Standing alone, the allegation that the DHO was biased solely as a result of his being named a defendant in a civil suit by Brown does not rise to a due process violation. See id. ("Careful scrutiny of disqualification claims is grounded in legitimate considerations of prison administration."). As determined above, there was sufficient evidence to support Brown's conviction and no other indication suggests the DHO was involved "in the investigation or prosecution of the particular case, or . . . had any other form of personal involvement in the case." Wolff, 418 U.S. at 592 (Marshall, J., concurring) (describing the minimum requirements of due process in a disqualification claim).

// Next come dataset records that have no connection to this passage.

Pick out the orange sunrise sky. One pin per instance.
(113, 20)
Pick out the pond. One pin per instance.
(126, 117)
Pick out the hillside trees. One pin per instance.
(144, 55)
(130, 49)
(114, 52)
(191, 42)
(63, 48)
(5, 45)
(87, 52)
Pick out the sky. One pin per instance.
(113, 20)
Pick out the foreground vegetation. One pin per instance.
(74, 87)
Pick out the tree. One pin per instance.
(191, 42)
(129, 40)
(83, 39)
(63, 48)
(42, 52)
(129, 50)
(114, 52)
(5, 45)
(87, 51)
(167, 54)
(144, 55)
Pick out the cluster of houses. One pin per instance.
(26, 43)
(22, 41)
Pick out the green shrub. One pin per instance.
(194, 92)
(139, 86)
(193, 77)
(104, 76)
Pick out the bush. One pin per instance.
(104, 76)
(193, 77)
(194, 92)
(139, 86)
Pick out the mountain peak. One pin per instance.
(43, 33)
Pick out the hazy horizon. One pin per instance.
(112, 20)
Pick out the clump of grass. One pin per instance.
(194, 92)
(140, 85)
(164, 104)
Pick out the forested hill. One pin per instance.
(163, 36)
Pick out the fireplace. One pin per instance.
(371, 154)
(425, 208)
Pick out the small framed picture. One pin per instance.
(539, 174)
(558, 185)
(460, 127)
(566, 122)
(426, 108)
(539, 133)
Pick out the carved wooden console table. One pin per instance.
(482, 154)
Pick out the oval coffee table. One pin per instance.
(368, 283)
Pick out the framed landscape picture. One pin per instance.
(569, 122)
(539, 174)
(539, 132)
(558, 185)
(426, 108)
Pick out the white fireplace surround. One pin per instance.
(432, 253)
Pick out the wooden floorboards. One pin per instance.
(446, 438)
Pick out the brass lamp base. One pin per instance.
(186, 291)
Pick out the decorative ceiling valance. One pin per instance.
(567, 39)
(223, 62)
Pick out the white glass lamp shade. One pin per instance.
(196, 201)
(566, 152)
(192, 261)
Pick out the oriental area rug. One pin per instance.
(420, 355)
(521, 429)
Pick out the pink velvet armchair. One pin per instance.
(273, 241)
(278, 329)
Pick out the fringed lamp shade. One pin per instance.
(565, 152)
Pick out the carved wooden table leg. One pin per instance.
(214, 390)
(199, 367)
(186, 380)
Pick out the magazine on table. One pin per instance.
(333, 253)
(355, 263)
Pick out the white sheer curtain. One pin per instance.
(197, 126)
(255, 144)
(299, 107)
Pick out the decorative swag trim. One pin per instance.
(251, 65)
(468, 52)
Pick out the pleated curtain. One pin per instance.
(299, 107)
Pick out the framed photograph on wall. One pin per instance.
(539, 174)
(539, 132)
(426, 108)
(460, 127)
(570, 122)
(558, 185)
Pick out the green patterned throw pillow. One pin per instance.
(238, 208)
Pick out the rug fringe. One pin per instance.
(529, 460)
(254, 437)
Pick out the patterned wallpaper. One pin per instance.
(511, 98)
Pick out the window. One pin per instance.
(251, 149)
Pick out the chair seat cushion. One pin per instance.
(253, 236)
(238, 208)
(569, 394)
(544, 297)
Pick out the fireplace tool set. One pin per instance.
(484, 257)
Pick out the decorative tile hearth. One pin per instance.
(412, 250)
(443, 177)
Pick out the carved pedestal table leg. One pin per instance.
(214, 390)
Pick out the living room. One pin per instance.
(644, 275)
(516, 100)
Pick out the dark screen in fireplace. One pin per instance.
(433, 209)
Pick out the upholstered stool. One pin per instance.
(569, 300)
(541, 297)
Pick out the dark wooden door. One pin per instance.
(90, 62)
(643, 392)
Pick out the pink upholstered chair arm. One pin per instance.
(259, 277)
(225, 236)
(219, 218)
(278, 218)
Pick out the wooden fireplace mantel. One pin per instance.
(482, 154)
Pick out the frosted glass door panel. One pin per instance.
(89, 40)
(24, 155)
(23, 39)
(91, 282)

Thus, the magistrate judge did not err in denying this claim.

D. Changed Facts

Brown's final due process claim was that the DHO "changed facts, not previously presented at [the] hearing" in his final report. As determined by the magistrate judge, the DHO only supplemented his final report with the reasons for imposing sanctions, as required by the Regional Director. No additional facts were incorporated into the report. Brown also objected to the correction of the date of the incident to September 8, 2004 in the DHO's report based on the reporting officer's indication that the date was originally misstated. Here, there is no basis for equating the officer's correction of the record with constitutional error.III. Conclusion

In sum, we agree with the magistrate judge's determination that the disciplinary hearings at issue comported with the minimum requirements of due process under Wolff. Accordingly, we AFFIRM the lower court's order, DENY Petitioner-Appellant's IFP motion, and DISMISS this appeal.

Entered for the Court:

Timothy M. Tymkovich

Circuit Judge

Click footnote number to return to corresponding location in the text.

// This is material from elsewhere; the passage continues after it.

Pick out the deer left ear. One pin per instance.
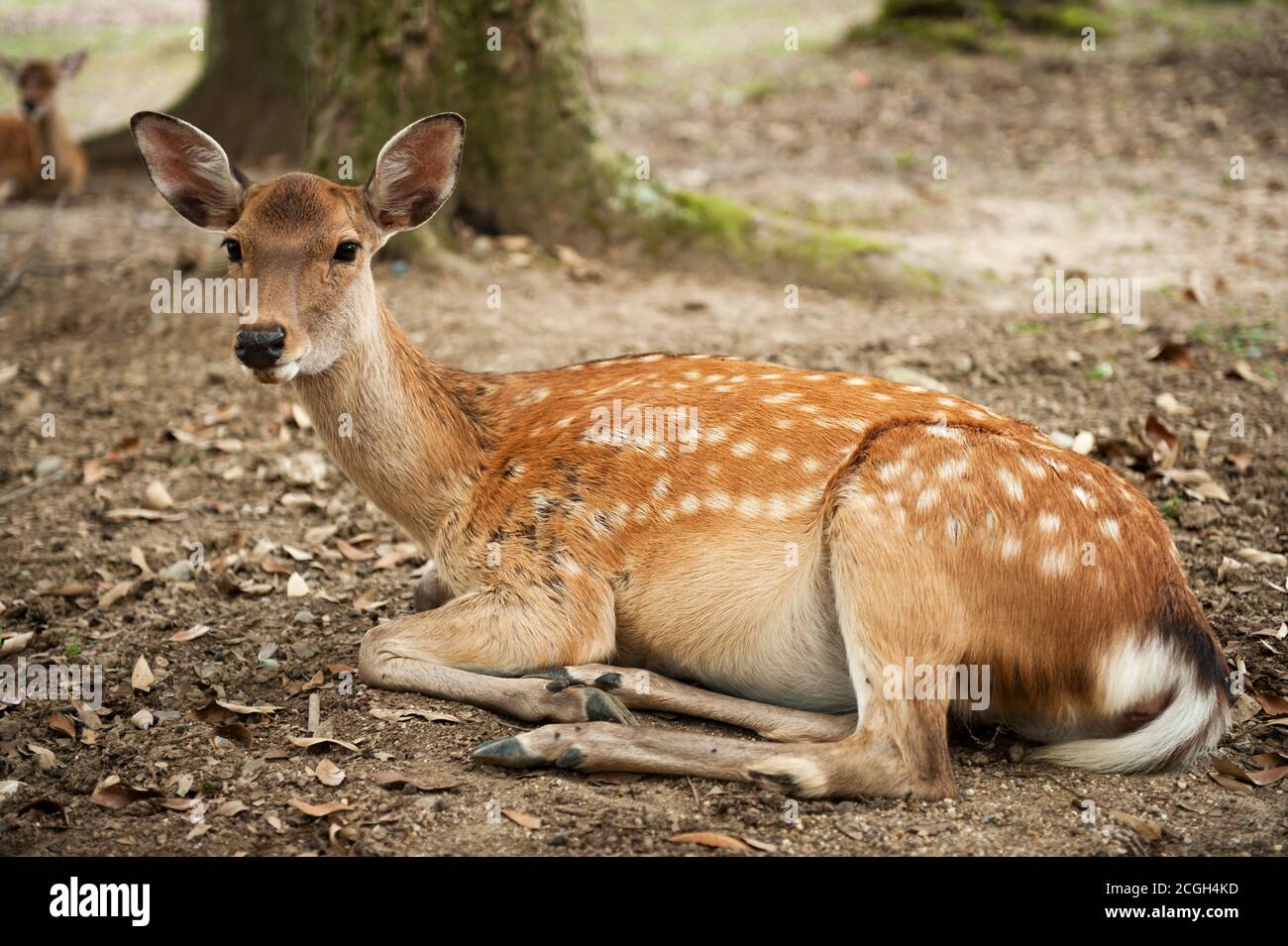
(71, 63)
(415, 172)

*. This order is not binding precedent, except under the doctrines of law of the case, res judicata, and collateral estoppel. The court generally disfavors the citation of orders; nevertheless, an order may be cited under the terms and conditions of 10th Cir. R. 36.3.

2. After examining the briefs and the appellate record, this three-judge panel has determined unanimously that oral argument would not be of material assistance in the determination of this appeal. See Fed. R. App. P. 34(a); 10th Cir. R. 34.1(G). The cause is therefore ordered submitted without oral argument.

1. Both parties consented to magistrate judge jurisdiction over the matter.

1. Initially, the reporting officer recorded the date of the incident as September 7, 2004. Subsequently, the reporting officer submitted a memorandum correcting the date of the incident to September 8, 2004. The error was noted and the correct date of the incident was affirmed as September 8, 2004. As the magistrate judge noted, the exact date of the incident does not affect the analysis of claims presented in Brown's petition.

3. Under the determination of facts found by the magistrate judge, no violation of BOP notice requirements appears.